Man kann beispielsweise nicht davon ausgehen, dass
grundsätzlich 66 Prozent der finanziellen Hilfe als Budgethilfe zu gewähren sind - das ist eine der Zahlen, die
im Raum stehen -, weil das auf irgendeiner Konferenz
beschlossen worden ist. Ich weiß aber, dass in
66 Prozent der Fälle die Voraussetzungen nicht erfüllt
sind. Es ist doch Unfug, eine solche Quote festzusetzen.
Man muss jeweils im Einzelfall prüfen, ob die Voraussetzungen gegeben sind und ob die Budgethilfe nötig ist.
Darum geht es uns.
Deshalb müssen wir an dieser Stelle sagen, dass wir
falsch liegen, wenn wir davon ausgehen, dass wir eine
Quote - egal welche - erreichen müssen. Das gilt im
Übrigen auch für die Quotenversessenheit der EU, die
wir für genauso verfehlt halten.
({2})
Wenn wir Sie also dafür loben, dass Sie einen Haushalt aufgestellt und durchgesetzt haben, der einen stattlichen Umfang hat, dann müssen wir aber auch hinzufügen, dass es in diesem Haus leider immer noch eine
falsche Schwerpunktsetzung gibt. Wir wissen das, und
wir haben mit großer Freude zur Kenntnis genommen,
dass Sie derzeit dabei sind, das Ankerländerkonzept und
auch die finanzielle Hilfe für China unter diesem Gesichtspunkt zu prüfen.
China ist ein griffiges Beispiel, über das wir immer
wieder reden müssen, insbesondere wenn es um die Relation zu anderen Bereichen geht. Wenn wir bei der
ODA-Quote die Hilfeleistungen an China zusammenrechnen - die neuesten Zahlen liegen noch nicht vor;
aber die letzte gemeldete Zahl betrug etwa 200 Millionen Euro -, dann müssen wir feststellen: Gemessen daran ist das, was wir für ein strategisch so wichtiges Land
wie Afghanistan ausgeben - das haben wir heute mehrfach gehört -, einfach zu wenig. Wir erkennen zwar an,
dass ein Aufwuchs bei den Mitteln für Afghanistan stattfindet. Das reicht aber überhaupt nicht aus, insbesondere
nicht im Vergleich zu anderen Ländern.
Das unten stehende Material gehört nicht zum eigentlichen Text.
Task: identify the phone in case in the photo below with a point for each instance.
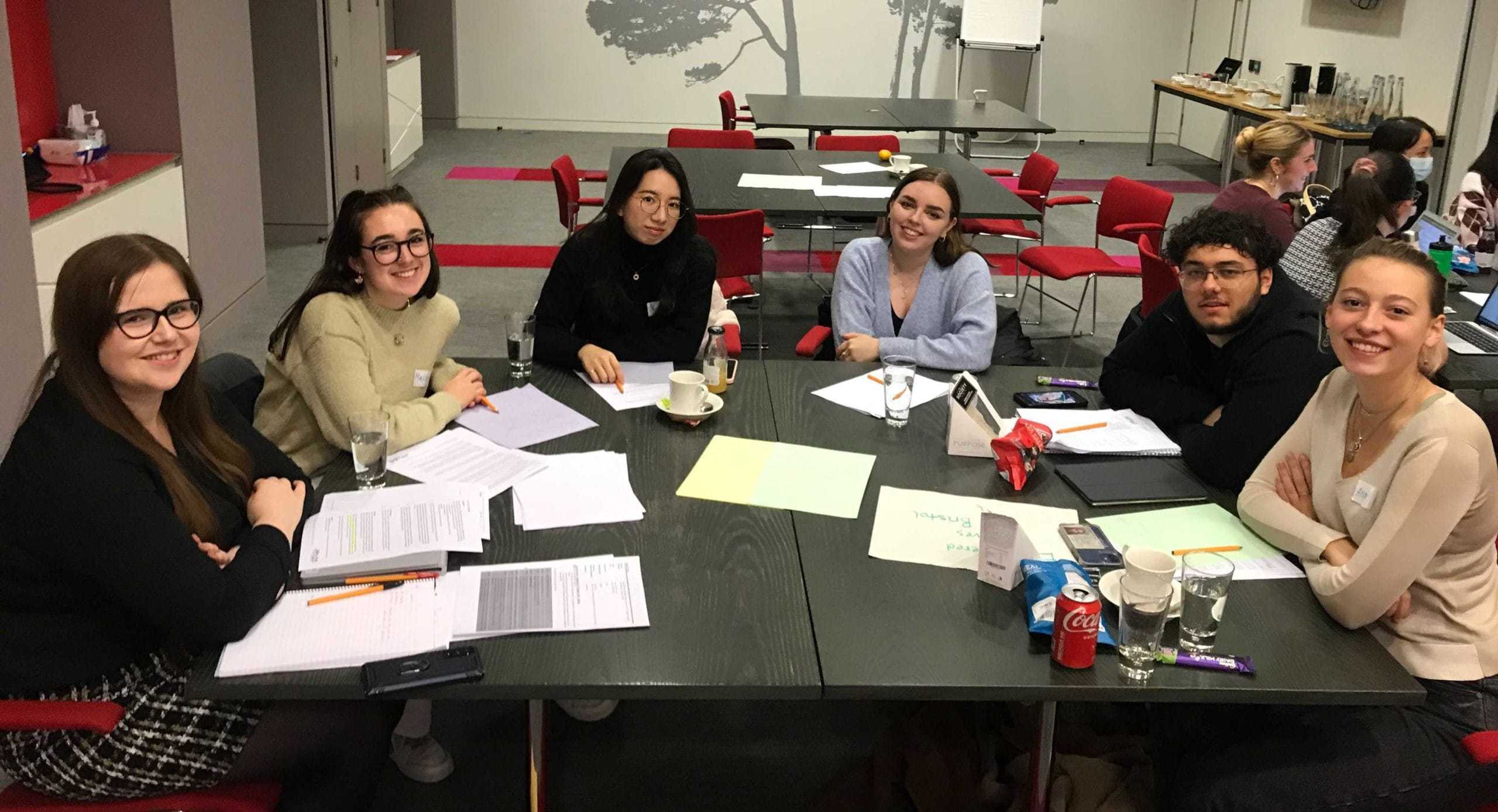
(441, 667)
Wir bitten Sie
daher, eine Überprüfung vorzunehmen.
Wir sind sicherlich sehr froh, dass einiges in dieser
Richtung passiert ist. Aber die 30 Millionen Euro Nahrungsmittelhilfe beispielsweise sind auf dieses Jahr
begrenzt. Sollen die Menschen also nicht dieses Jahr,
sondern erst nächstes Jahr verhungern? Das kann nicht
richtig sein. Das spricht doch für einen dauerhaften Aufwuchs. Wie ist es beispielsweise um das Verhältnis von
militärischen und anderen Sicherungsmaßnahmen zur
konkreten Aufbauhilfe bestellt? Wir sichern in Afghanistan militärisch, um aufbauen zu können. Also kann es
nicht sein, dass wir nur minimal aufbauen, während wir
gleichzeitig mit enormem Aufwand sichern. Um
schnellstmöglich wieder abziehen zu können, müssen
wir den Aufbau voranbringen; das ist doch das Ziel.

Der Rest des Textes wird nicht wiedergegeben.